Rezension

Verlogene Erwachsenenwelt

Wo der spitzeste Zahn der Karawanken in den Himmel hinauf fletscht -

Wo der spitzeste Zahn der Karawanken in den Himmel hinauf fletscht
von Julia Jost

Bewertet mit 4 Sternen

"Wo der spitzeste Zahn der Karawanken in den Himmel hinauf fletscht" von Julia Jost zieht von der ersten Seite an in den Bann mit seiner ehrlichen und entlarvenden Erzählweise aus Sicht der elfjährigen Erzählerin J., die mit scharfem Blick und entwaffnender Ehrlichkeit ihr Umfeld und deren Probleme betrachtet. J.s Familie wird umziehen, weshalb sie Beobachtungen und Erinnerungen aus ihrer dörflichen Umgebung schildert, in der sie bis dahin aufgewachsen ist.

Auf diese Weise wirft die Erzählerin einen schonungslosen Blick auf die dunklen Seiten der Erwachsenenwelt, in der Affären, grausame Erziehungsmethoden und rechtes Gedankengut die Norm sind. Durch einen anekdotischen Erzählstil werden Leser:innen tief in die Abgründe der menschlichen Natur gezogen, während gleichzeitig, immer wieder auch mit Spott und Ironie, die Heuchelei hinter den konservativen und rechtsextremen Werten der Erwachsenen entlarvt wird. 
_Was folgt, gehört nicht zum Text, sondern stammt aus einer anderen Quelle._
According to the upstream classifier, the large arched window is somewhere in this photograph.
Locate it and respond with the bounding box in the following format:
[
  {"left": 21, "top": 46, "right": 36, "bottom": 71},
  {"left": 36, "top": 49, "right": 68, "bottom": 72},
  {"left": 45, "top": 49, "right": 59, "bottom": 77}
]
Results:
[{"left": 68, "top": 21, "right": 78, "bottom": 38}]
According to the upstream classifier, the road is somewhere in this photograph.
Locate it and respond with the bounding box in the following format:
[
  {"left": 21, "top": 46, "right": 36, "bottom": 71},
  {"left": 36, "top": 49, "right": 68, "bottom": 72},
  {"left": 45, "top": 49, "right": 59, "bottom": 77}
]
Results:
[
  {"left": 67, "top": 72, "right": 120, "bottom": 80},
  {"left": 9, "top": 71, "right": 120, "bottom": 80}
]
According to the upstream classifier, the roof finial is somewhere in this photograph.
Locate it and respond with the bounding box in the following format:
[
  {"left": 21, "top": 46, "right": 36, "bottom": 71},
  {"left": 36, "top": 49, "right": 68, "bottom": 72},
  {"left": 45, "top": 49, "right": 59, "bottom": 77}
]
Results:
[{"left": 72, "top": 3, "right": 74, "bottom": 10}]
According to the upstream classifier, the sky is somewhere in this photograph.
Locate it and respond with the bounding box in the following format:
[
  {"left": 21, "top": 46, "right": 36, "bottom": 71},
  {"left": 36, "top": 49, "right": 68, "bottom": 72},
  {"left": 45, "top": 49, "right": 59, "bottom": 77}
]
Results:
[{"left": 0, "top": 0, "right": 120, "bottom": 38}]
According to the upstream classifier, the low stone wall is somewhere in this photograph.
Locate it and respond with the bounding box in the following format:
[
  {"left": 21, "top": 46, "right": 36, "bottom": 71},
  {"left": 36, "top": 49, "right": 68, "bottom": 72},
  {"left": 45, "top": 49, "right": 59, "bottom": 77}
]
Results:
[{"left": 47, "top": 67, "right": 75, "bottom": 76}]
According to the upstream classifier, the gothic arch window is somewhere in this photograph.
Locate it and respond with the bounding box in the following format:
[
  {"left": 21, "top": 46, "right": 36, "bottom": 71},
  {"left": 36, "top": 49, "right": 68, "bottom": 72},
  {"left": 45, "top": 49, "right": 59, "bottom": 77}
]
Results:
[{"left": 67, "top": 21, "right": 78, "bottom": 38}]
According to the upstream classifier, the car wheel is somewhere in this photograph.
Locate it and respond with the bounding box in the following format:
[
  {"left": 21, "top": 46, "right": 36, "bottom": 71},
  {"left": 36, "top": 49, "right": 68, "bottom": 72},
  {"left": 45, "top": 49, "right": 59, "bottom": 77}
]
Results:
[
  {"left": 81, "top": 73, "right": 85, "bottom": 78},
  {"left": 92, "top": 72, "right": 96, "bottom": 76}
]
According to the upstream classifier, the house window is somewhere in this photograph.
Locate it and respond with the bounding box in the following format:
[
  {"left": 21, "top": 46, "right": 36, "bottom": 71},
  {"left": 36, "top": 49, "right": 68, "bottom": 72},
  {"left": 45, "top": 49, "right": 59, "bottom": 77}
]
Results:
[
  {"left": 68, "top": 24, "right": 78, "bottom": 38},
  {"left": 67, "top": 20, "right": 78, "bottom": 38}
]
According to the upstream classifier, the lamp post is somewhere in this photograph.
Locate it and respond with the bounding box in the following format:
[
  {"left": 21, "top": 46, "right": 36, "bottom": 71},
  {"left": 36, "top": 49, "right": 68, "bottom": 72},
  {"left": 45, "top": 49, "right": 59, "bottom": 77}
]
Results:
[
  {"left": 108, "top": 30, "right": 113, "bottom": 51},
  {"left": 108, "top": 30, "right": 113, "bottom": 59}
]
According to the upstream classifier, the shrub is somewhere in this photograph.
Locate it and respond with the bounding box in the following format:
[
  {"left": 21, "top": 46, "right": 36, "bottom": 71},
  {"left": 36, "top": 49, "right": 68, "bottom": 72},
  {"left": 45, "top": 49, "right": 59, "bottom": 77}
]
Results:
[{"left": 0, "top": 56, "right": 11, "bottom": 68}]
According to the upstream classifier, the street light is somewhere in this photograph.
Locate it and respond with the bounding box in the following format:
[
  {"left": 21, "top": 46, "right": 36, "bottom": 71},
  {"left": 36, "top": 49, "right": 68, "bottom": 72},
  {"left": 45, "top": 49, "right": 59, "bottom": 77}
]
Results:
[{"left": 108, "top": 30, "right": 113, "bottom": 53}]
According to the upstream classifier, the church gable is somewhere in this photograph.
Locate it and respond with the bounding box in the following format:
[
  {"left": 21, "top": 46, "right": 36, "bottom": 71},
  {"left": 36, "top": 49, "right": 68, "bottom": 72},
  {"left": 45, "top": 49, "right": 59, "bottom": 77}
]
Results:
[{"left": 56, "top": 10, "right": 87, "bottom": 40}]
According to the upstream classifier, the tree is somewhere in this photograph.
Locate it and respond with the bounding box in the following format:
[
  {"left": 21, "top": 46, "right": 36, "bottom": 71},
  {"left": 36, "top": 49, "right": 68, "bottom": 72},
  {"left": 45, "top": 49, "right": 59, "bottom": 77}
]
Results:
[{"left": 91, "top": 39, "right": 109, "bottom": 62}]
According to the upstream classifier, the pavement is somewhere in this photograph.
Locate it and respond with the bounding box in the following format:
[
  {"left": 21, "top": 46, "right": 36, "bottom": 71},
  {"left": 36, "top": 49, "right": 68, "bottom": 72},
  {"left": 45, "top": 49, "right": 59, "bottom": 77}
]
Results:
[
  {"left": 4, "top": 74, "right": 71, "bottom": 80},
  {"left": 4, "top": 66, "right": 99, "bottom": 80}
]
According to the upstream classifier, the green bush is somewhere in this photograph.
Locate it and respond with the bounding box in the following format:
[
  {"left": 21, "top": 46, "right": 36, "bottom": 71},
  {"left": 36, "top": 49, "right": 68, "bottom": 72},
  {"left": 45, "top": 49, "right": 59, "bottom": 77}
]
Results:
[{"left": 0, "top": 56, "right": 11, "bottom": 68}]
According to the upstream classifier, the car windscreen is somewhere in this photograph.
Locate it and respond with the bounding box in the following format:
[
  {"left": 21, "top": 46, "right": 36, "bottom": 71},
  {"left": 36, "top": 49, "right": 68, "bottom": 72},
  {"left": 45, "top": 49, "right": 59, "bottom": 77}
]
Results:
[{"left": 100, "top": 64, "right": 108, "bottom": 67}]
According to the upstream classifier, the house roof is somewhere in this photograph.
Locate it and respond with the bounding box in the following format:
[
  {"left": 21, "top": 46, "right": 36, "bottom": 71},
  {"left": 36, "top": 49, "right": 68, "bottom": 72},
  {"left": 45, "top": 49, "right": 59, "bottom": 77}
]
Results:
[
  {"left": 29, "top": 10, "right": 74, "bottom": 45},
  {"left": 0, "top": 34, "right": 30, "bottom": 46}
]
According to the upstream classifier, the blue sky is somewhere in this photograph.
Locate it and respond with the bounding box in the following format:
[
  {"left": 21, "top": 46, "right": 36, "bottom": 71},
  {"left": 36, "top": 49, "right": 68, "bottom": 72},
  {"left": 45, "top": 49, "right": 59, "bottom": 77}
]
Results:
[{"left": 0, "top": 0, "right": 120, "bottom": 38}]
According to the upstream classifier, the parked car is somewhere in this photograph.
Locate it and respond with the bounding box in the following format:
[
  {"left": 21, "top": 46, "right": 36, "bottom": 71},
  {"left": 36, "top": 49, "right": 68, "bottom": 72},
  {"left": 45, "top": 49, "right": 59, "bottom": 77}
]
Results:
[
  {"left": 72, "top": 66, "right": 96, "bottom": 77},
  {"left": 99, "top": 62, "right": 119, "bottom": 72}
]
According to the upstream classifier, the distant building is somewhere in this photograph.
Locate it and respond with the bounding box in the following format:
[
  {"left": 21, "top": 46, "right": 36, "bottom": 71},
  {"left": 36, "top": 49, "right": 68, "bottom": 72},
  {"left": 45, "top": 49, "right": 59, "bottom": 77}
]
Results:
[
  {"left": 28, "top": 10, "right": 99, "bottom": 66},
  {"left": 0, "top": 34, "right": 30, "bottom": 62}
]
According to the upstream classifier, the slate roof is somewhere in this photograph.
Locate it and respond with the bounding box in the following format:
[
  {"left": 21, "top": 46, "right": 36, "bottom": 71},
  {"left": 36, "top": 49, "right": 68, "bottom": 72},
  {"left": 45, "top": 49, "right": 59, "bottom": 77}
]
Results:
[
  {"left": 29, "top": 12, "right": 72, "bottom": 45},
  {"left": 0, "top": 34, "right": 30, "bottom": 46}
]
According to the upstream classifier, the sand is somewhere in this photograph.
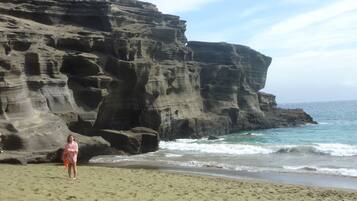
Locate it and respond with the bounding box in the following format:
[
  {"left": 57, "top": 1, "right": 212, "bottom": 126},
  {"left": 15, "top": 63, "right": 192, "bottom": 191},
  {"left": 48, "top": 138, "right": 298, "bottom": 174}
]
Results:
[{"left": 0, "top": 164, "right": 357, "bottom": 201}]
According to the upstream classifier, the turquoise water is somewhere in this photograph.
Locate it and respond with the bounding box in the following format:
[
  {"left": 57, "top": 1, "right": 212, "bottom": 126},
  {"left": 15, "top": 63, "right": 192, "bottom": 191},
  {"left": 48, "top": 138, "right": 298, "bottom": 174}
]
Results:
[
  {"left": 92, "top": 101, "right": 357, "bottom": 177},
  {"left": 225, "top": 101, "right": 357, "bottom": 145}
]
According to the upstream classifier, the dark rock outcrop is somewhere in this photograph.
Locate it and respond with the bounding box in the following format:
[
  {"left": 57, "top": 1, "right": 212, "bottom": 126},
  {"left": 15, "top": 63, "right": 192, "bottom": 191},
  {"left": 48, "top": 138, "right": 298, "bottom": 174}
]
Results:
[
  {"left": 98, "top": 128, "right": 159, "bottom": 154},
  {"left": 0, "top": 0, "right": 312, "bottom": 163}
]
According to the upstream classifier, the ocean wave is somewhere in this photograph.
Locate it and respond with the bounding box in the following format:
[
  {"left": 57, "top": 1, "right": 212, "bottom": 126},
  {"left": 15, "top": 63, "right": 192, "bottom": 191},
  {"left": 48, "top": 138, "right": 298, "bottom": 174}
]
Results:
[
  {"left": 283, "top": 166, "right": 357, "bottom": 177},
  {"left": 160, "top": 140, "right": 357, "bottom": 157},
  {"left": 314, "top": 144, "right": 357, "bottom": 156},
  {"left": 160, "top": 141, "right": 273, "bottom": 155},
  {"left": 270, "top": 144, "right": 357, "bottom": 157}
]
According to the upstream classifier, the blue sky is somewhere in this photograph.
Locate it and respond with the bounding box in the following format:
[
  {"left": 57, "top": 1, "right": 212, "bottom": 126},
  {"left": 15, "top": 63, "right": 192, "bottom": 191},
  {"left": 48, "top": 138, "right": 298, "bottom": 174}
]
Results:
[{"left": 148, "top": 0, "right": 357, "bottom": 103}]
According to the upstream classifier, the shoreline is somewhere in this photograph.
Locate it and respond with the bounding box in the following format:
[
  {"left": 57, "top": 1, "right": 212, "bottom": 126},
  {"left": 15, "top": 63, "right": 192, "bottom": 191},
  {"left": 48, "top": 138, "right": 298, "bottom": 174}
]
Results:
[
  {"left": 85, "top": 163, "right": 357, "bottom": 192},
  {"left": 0, "top": 164, "right": 357, "bottom": 201}
]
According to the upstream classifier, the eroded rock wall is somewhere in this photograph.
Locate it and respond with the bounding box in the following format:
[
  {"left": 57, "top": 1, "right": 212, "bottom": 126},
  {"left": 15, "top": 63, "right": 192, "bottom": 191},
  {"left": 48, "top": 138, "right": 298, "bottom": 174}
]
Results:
[{"left": 0, "top": 0, "right": 309, "bottom": 156}]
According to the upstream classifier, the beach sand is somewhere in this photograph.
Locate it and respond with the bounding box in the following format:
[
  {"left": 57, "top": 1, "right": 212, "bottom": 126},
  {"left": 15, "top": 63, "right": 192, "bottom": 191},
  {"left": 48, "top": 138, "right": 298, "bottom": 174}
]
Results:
[{"left": 0, "top": 164, "right": 357, "bottom": 201}]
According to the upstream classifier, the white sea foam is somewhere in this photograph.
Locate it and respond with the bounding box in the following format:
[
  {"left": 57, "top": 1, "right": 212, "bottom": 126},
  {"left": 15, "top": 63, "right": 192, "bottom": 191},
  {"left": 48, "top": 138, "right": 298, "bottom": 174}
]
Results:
[
  {"left": 284, "top": 166, "right": 357, "bottom": 177},
  {"left": 165, "top": 154, "right": 182, "bottom": 158},
  {"left": 314, "top": 144, "right": 357, "bottom": 156},
  {"left": 160, "top": 141, "right": 274, "bottom": 155},
  {"left": 160, "top": 139, "right": 357, "bottom": 157}
]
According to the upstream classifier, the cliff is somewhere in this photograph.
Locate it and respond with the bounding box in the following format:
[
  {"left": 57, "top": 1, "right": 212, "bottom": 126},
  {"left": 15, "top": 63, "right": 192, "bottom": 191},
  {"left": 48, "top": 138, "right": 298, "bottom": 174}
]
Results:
[{"left": 0, "top": 0, "right": 313, "bottom": 163}]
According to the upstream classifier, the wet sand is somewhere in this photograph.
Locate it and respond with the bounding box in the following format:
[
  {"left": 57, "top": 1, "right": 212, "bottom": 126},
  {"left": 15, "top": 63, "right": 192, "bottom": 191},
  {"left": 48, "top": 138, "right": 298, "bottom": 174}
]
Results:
[{"left": 0, "top": 164, "right": 357, "bottom": 201}]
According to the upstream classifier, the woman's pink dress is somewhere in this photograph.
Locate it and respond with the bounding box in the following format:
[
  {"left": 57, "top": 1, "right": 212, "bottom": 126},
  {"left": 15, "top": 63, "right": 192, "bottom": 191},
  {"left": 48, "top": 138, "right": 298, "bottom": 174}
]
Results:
[{"left": 64, "top": 141, "right": 78, "bottom": 164}]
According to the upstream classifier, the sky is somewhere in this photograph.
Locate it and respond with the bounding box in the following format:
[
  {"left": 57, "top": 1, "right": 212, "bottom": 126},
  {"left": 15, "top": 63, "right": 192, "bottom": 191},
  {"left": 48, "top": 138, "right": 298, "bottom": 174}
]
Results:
[{"left": 146, "top": 0, "right": 357, "bottom": 103}]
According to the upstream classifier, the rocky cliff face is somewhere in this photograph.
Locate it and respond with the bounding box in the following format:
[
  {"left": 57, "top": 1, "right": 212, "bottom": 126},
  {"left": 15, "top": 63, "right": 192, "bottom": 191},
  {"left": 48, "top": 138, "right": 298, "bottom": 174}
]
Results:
[{"left": 0, "top": 0, "right": 312, "bottom": 161}]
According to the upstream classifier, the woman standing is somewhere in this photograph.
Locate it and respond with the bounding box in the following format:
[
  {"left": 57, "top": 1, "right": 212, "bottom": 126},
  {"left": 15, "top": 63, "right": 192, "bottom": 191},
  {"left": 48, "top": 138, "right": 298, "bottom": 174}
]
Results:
[{"left": 63, "top": 135, "right": 78, "bottom": 179}]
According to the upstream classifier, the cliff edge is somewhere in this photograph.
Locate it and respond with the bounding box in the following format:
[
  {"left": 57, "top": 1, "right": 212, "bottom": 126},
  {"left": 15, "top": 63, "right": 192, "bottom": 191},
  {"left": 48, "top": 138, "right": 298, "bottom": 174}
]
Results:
[{"left": 0, "top": 0, "right": 313, "bottom": 163}]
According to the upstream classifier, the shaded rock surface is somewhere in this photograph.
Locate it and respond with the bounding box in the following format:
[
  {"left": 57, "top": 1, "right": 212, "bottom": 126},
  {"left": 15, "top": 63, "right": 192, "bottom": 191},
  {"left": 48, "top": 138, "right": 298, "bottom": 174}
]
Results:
[{"left": 0, "top": 0, "right": 312, "bottom": 163}]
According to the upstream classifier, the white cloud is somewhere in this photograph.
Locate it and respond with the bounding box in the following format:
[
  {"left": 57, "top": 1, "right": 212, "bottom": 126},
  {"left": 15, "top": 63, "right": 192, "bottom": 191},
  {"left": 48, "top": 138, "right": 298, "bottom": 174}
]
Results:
[
  {"left": 265, "top": 47, "right": 357, "bottom": 102},
  {"left": 144, "top": 0, "right": 221, "bottom": 14},
  {"left": 249, "top": 0, "right": 357, "bottom": 51}
]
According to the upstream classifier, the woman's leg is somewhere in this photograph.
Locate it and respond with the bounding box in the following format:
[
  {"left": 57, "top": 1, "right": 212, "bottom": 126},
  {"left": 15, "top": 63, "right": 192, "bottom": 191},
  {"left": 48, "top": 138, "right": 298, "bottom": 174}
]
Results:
[
  {"left": 68, "top": 163, "right": 73, "bottom": 178},
  {"left": 72, "top": 163, "right": 77, "bottom": 178}
]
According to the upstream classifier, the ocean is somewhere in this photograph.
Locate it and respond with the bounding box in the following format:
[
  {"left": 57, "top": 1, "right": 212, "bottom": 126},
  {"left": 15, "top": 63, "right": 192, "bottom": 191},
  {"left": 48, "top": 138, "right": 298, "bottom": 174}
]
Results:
[{"left": 91, "top": 101, "right": 357, "bottom": 187}]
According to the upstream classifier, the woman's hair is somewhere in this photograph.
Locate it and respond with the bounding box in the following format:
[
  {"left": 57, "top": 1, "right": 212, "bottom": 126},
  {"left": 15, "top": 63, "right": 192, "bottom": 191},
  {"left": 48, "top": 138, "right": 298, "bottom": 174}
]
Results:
[{"left": 67, "top": 134, "right": 76, "bottom": 143}]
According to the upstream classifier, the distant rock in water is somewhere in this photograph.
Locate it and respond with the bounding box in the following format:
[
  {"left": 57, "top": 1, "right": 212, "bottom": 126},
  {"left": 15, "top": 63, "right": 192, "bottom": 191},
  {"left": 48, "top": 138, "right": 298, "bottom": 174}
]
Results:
[{"left": 0, "top": 0, "right": 313, "bottom": 161}]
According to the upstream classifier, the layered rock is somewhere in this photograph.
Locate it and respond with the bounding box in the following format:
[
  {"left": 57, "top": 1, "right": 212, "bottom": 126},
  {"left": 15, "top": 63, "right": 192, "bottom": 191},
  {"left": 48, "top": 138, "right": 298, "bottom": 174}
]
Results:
[{"left": 0, "top": 0, "right": 311, "bottom": 163}]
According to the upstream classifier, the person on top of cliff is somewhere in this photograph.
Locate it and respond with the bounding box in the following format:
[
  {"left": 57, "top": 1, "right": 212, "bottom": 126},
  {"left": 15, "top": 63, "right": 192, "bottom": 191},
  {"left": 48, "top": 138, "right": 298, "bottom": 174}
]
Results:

Der Roman hat mich dennoch nicht hoffnungslos zurückgelassen - schließlich zeigt er auch Kinder, die keine Lust haben, beim Leben der Erwachsenen mitzumachen. Auch wenn sich die Ich-Erzählerin von ihrer Freundin und Verbündeten Luca wegen des Umzugs verabschieden muss, zeigt die Beziehung zu Luca die Möglichkeit, Freundschaft zu finden und sogar Verliebtheit zu empfinden. So zeigt J., dass es Raum für persönliches Wachstum und Empfindungen jenseits der engen Normen der Erwachsenen gibt, auch wenn sie dafür von der Welt der Erwachsenen immer wieder Bestrafungen ausgesetzt ist.

Der Roman ist eine definitive Empfehlung für Leser:innen von "Krummes Holz", "Kosakenberg" und allen, die gerne Romane zu Identitätsfindung und Sozialisationsprozessen in schwierigen Umgebungen lesen.